What are we looking for?
Canadian dividend-paying stocks draw interest by pairing attractive yields with the financial stability of mature companies operating in essential sectors. With the S&P/TSX Composite Index near record highs, the market’s resilience reinforces the appeal of mature, cash-generating businesses that can deliver stable payouts. In this screen, we are looking for companies that pair meaningful yield with consistent dividend growth, strong income-factor scores and low leverage to ensure those payouts remain sustainable through shifting market conditions.
The screen
We used Trading Central’s Strategy Builder to screen for companies with a market capitalization of at least $2-billion, focusing on established and stable leaders.
Our dividend criteria included a minimum dividend yield of 2.5 per cent, and a five-year dividend growth of at least 10 per cent.
We set a minimum threshold of 50 out of 100 for the Trading Central Income factor rating, which scores stocks on a scale from 0 (most bearish) to 100 (most bullish). The rating evaluates how reliable and resilient a company’s dividend stream is by combining dividend yield, short- and long-term dividend growth, and the payout ratio to highlight firms with strong, sustainable income characteristics.
Finally, we capped the debt-to-equity ratio at 0.50 to ensure we are focusing on companies with strong balance sheets and low financial risk. Income-oriented stocks with modest leverage are generally better positioned to maintain and grow dividends through economic cycles because they face fewer interest-burden pressures and lower refinancing risk, and they have more flexibility to reinvest cash flows rather than divert them toward servicing excessive debt.
More about Trading Central
Trading Central is a global leader in financial market research and investment analytics for retail online brokers and institutions. Its product suite provides actionable trading ideas based on technical and fundamental research covering stocks, exchange-traded funds, indexes, forex, options and commodities. Strategy Builder, our stock screener, is available through leading retail brokers in Canada and worldwide.
What we found
Interestingly, all the companies that passed our screen were in the oil and gas sector, underscoring how the industry’s robust cash flow continues to support dependable dividends.
Topping our list is Suncor Energy Inc. SU-T, one of Canada’s largest integrated energy producers with a $75-billion market cap and operations that span the oil sands, refining and retail. With a price-to-earnings ratio of 14.62, a 3.83-per-cent dividend yield and a solid one-year return of 13.8 per cent, Suncor’s diversified operations and manageable 0.32 debt-to-equity ratio support its position as the highest-ranked name in our screen.
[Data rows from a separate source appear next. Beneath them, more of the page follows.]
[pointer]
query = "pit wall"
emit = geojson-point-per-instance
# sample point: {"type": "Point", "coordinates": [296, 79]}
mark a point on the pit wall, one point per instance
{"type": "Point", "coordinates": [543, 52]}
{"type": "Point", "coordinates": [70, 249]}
Freehold Royalties Ltd. FRU-T stands out for its royalty-based model, which generates stable cash flow without operating risk. Despite its relatively small $2.4-billion market cap, it posts the highest Trading Central Income factor rating on our list at 70 and delivers the richest dividend yield at 7.38 per cent, supported by a low 0.28 debt-to-equity ratio and a 28.79 per cent five-year dividend growth rate.
Peyto Exploration & Development Corp. PEY-T also emerges as a key outperformer, operating as a low-cost natural gas producer in Alberta’s Deep Basin with a $4.3-billion market cap. Peyto delivers the strongest one-year return at 22.8 per cent and the highest five-year dividend growth rate at 80.12 per cent, while maintaining a healthy 6.23 per cent dividend yield and a modest 0.45 debt-to-equity ratio.
Trading Central Strategy Builder provides a back-testing capability to evaluate how well an investing strategy would have worked in the past.
Using a five-year historical period with quarterly rebalancing, the screen described had an annualized return of 19 per cent, compared to 12 per cent for the S&P/TSX Composite.
The investment ideas presented here are for information only. They do not constitute advice or a recommendation by Trading Central in respect of the investment in financial instruments. Investors should conduct further research before investing.
Data cited in this column are as of midweek last week.
Gary Christie is head of North American research at Trading Central in Ottawa.